Given our situation, I think Christopher will grow up to be a more dynamic, loving, caring, well-rounded person.
Now I don’t fight ALS, but I’ve learned to accept and embrace it. ALS is only a part of who we are, and it has been a gift of perspective for me.
Learning and Teaching
When Steven was working, we were fortunate enough to have one of our dream cars, a Mercedes-Benz. After our diagnosis and a financial reevaluation, we decided to sell the car.
A man looking to buy the car asked why we were selling it. We told him that Steven had ALS and gave a brief explanation.
When Steven left the room the man leaned over and whispered, “Is it contagious?” My answer was, “Of course not!” But at that point I knew I had my work cut out for me.
If this seemingly well-to-do and intelligent man had no idea whether ALS was contagious, then what did everyone else think about it?
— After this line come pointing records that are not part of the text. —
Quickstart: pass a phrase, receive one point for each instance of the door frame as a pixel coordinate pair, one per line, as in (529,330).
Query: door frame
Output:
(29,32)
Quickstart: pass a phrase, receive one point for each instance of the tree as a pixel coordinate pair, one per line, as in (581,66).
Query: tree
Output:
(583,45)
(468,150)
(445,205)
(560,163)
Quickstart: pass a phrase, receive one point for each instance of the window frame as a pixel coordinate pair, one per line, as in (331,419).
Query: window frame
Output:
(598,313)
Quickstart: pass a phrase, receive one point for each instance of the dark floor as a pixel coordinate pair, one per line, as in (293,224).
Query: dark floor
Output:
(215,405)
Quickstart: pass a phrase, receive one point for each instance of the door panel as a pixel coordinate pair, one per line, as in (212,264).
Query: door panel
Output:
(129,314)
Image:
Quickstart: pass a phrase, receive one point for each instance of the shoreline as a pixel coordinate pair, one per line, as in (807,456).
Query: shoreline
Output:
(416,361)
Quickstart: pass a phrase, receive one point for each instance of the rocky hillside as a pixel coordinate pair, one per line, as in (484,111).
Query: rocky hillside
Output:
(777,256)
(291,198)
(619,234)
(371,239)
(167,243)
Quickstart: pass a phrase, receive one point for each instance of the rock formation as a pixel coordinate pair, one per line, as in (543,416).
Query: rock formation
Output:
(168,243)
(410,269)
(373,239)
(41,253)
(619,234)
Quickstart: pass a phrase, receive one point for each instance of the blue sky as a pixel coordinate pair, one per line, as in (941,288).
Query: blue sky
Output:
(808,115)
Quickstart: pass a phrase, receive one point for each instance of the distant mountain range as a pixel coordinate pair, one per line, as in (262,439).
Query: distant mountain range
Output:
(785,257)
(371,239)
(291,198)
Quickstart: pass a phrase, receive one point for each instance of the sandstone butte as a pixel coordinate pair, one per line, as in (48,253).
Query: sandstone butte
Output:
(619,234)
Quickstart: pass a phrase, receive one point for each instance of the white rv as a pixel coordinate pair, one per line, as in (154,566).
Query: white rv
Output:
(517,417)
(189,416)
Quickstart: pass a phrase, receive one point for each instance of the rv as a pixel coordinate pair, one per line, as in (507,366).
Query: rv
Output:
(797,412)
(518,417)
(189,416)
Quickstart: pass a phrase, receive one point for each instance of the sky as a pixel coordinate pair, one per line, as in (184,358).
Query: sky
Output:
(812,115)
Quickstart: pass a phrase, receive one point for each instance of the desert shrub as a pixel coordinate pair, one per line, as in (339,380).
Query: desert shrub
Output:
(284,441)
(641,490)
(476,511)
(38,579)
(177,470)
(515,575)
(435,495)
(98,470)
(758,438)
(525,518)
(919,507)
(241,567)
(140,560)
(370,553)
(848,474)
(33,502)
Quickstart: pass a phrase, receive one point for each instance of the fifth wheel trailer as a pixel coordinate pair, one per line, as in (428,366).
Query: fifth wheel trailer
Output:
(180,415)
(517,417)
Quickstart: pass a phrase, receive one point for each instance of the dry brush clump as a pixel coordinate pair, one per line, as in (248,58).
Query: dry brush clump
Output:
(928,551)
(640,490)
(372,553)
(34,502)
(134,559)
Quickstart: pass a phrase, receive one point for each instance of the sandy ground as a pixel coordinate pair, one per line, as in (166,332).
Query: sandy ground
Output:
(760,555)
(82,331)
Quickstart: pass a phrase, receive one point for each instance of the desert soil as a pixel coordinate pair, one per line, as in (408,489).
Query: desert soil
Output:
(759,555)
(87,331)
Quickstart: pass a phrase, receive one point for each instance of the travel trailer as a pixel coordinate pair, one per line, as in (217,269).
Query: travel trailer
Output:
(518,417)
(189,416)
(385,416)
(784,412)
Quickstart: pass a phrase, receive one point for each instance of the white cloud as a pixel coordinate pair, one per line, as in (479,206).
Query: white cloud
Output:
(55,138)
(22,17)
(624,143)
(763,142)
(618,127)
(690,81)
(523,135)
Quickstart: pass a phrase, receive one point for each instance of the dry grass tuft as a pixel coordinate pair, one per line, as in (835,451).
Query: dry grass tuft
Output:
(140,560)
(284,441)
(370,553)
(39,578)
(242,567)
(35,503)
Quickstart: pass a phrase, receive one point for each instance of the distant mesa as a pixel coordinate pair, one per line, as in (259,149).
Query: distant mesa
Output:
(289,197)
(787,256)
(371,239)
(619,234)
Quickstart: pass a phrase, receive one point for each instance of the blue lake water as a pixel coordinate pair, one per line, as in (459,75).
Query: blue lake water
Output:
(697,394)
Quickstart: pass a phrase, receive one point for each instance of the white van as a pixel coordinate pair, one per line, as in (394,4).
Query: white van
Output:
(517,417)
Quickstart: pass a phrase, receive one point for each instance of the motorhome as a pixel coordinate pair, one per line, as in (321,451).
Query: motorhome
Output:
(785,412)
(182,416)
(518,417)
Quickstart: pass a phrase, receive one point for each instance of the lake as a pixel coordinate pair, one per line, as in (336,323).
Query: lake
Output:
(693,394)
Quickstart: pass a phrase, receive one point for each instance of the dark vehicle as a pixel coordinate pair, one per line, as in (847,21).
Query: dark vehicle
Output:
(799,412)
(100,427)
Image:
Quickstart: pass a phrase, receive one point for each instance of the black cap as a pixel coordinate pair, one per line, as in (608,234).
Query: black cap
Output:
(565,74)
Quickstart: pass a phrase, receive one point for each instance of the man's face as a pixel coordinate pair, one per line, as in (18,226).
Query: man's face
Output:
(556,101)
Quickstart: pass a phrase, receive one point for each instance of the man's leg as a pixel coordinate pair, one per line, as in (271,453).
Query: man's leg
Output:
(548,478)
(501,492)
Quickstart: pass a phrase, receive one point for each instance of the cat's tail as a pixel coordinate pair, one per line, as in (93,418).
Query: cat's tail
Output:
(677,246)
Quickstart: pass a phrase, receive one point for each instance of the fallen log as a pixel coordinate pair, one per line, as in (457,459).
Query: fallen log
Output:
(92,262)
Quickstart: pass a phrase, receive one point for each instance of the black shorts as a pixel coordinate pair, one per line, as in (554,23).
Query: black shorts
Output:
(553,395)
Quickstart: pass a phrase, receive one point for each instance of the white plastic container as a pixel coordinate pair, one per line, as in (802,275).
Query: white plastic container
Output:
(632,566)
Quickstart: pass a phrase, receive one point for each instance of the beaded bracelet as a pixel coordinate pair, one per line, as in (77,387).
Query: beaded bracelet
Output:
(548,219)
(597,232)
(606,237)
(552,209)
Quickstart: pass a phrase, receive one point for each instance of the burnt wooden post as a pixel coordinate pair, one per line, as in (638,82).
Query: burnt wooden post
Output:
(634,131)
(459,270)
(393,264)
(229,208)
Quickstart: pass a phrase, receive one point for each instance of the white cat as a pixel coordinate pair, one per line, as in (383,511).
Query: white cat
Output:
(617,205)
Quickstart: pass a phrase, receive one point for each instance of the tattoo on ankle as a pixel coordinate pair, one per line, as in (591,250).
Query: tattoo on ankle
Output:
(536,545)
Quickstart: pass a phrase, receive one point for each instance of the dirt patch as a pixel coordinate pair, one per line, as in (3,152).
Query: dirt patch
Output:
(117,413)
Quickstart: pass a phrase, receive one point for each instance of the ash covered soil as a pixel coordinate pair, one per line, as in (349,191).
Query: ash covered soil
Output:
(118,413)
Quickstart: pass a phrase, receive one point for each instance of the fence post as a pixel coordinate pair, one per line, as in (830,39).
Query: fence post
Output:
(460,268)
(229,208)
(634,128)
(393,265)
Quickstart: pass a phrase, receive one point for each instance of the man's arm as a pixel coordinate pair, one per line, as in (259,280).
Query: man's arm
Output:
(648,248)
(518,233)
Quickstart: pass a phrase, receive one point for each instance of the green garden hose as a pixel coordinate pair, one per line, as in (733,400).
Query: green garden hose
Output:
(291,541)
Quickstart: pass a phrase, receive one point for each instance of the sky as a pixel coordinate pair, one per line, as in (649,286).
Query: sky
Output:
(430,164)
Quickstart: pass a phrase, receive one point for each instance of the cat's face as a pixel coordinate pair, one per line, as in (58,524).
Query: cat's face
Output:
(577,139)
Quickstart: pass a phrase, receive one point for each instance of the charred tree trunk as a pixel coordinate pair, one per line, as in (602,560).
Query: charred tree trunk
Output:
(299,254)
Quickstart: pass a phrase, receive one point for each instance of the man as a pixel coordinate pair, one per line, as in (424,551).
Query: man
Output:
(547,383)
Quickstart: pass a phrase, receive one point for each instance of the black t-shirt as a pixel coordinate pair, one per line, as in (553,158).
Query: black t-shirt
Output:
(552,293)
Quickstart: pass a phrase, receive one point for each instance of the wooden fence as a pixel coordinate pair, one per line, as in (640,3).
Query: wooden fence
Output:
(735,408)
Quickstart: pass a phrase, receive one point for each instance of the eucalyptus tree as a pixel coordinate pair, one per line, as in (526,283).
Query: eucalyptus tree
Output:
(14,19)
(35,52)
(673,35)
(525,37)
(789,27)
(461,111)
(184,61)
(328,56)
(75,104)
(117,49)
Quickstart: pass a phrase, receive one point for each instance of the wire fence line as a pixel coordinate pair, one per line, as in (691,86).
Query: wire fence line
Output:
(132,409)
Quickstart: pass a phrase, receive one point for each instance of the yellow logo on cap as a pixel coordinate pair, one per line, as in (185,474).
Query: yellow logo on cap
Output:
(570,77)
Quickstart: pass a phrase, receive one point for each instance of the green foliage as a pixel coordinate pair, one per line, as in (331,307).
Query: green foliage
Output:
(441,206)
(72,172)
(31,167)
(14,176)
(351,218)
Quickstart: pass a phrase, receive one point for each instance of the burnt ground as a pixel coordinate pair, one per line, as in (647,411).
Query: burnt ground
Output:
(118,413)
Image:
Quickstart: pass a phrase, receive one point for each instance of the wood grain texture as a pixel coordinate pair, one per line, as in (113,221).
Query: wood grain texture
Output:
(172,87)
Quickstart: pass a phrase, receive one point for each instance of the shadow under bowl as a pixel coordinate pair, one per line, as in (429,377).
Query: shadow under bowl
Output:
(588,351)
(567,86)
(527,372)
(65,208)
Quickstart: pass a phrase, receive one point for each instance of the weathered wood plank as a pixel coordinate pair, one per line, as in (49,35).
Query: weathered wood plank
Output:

This awareness of the public’s lack of knowledge was one of the main driving forces for my MDA involvement.
Blessings and Time
I feel extremely blessed to live the life I’m living. The quality of our time together is well worth whatever we may lose in number of years.
Recently two of my friends from high school have gone through ugly divorces. I told them I’d rather be going through life with ALS than the terrible situations they’re dealing with.
I’m living with my soulmate, and, because of my faith, I know that our short time on this planet is only the tip of what is to come later. Steven and I have healthier communication. Our mental attitude toward each other is one of total respect for what the other feels and experiences.
We’re both adapting to physical and mental challenges every day. I find that when I try to replace Steven’s physical strength, it only leads to frustration, so I find people to help or I hire out as much as possible.
Mentally I’m good. I have no reason to be depressed, because I get to spend every day with the two most wonderful people I could imagine spending time with — Steven and Christopher.
My biggest challenge is not planning too far into the future. We only have today, and why not make it the best we can? I tell my friends and family that there will be a day when I’m sad, but not today, not while Steven is still around.
To my wonderful husband: You are my inspiration and my breath. I love to see you with our son and how motivating you are to others with or without ALS. This is truly your life’s calling. I’m forever indebted to you for making me a better person.
It will be a privilege and an honor to take care of you until the bitter end or until a treatment or cure is found. I feel this is what God put me on this earth to do. I’ll bet many other spouses feel the same!